Dear Friends of DRSP -- Four years ago, a group here in North Manchester, Ind., asked me to talk to them about the Death Row Support Project, as well as general issues related to the death penalty. A week later, I met with individuals from that group interested in writing to someone on death row. I took to the meeting all of the letters we had from death row prisoners waiting for pen pals. Several people attended; they passed the letters around, reading through them until each person settled on someone they wanted to write.
One of the letters circulated that evening was from Raymond Johnson, who is on death row in Oklahoma. David Waas, a retired Manchester University professor and a member of Manchester Church of the Brethren, selected Raymond's letter and began writing to him.
We ask correspondents to write at least once each month, and more often if possible. Raymond is a prolific letter writer; it seemed like every time I saw David at church, he would say, "I got another letter from Raymond!"
Within a few months, David started sending Raymond a copy of pastor Kurt Borgmann's sermon each week. Raymond very much appreciated the theology expressed in those sermons, as well as the beliefs and views that David expressed in his letters.
One day, David got a letter from Raymond in which he said, "I would like to be a member of your church!" Over time, Raymond continued to express that sentiment.
Eventually, David took this request to pastor Kurt and the church's Executive Board. The board suggested that Kurt begin writing to Raymond, which he did. On Sunday, Jan. 4, 2015, Kurt preached about Jeremiah's prediction of God’s people returning home after being in exile (Jeremiah 31:7-14). Here is part of his sermon:
"Over the last almost 11 months, I have been corresponding with a prisoner on death row in Oklahoma. I started the correspondence because I was asked to by the church board. Raymond is his name, and David and Becky Waas have been writing to him for some years now and sharing with him their Christian love and the messages and spirit of our church. Almost a year ago, Raymond asked them if he could become a member of our church, so the church board asked me to engage in a conversation with him about that.
"Raymond lives on death row. He does not have a home. He wants this to be his home; us to be his home.
"I have to confess that this has been a testing journey for me (and when I say confess, I mean that in the most open sense, because Raymond will read these words--I send him the sermon by mail every week). It's been a testing journey for me because I cannot quite wrap my head around the idea of murder. I cannot fathom it--what possesses a person to kill another. I cannot fathom it and I cannot stomach it. And yet...what Raymond and I have shared with each other across these months of writing back and forth is not inhumanity, but humanity. When I talked in a sermon in early November about upcoming stewardship enlistment--a sermon about the stewardship of self, Raymond made his own commitment card and sent it tucked into a letter. The card said this: ‘I, Raymond Johnson, commit to being the best me I can be and giving of myself freely, and in love and in service, to further the kingdom and still strive to be a light in darkness. All I have is myself, so I strive to better it and give more of it. In God's service, Raymond.’

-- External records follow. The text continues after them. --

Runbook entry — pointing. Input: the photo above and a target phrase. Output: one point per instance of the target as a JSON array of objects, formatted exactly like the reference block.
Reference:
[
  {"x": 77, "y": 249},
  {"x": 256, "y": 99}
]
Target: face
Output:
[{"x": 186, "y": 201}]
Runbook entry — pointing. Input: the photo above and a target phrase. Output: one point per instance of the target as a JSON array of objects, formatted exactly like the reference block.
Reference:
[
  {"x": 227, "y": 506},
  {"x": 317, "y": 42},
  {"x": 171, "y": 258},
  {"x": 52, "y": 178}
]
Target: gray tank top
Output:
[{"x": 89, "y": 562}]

"The Church Board, at our last meeting, back in December, decided to accept Raymond into membership. (That's the way it works in our church when someone asks for membership--the pastor brings the request, and the board takes a vote.) So, sometime soon, we receive Raymond into membership. He comes home."
This will not be the first time a person on death row has joined the Church of the Brethren. About 30 years ago, Wanda Callahan, then pastor of Jacksonville (Florida) Church of the Brethren, baptized at least one person on Florida's death row, and I believe that person was then a member of the congregation.
|Photo courtesy of DRSP|
When we started the Death Row Support Project in 1978, I certainly had no idea of the impact it would have on hundreds of lives. And it certainly did not occur to me that someone on death row would become a member of my church. I am grateful for those heeding Jesus' call to visit those in prison, including by letter-writing. And I am grateful that our church can be home for Raymond Johnson.
Praying for a world where all find home,
P.S. An update! On Monday, Jan. 26, the man in Pennsylvania who created the origami shown above had his sentence commuted from death to life without parole (lwop). LWOP is not much different from a death sentence, but it still feels like good news.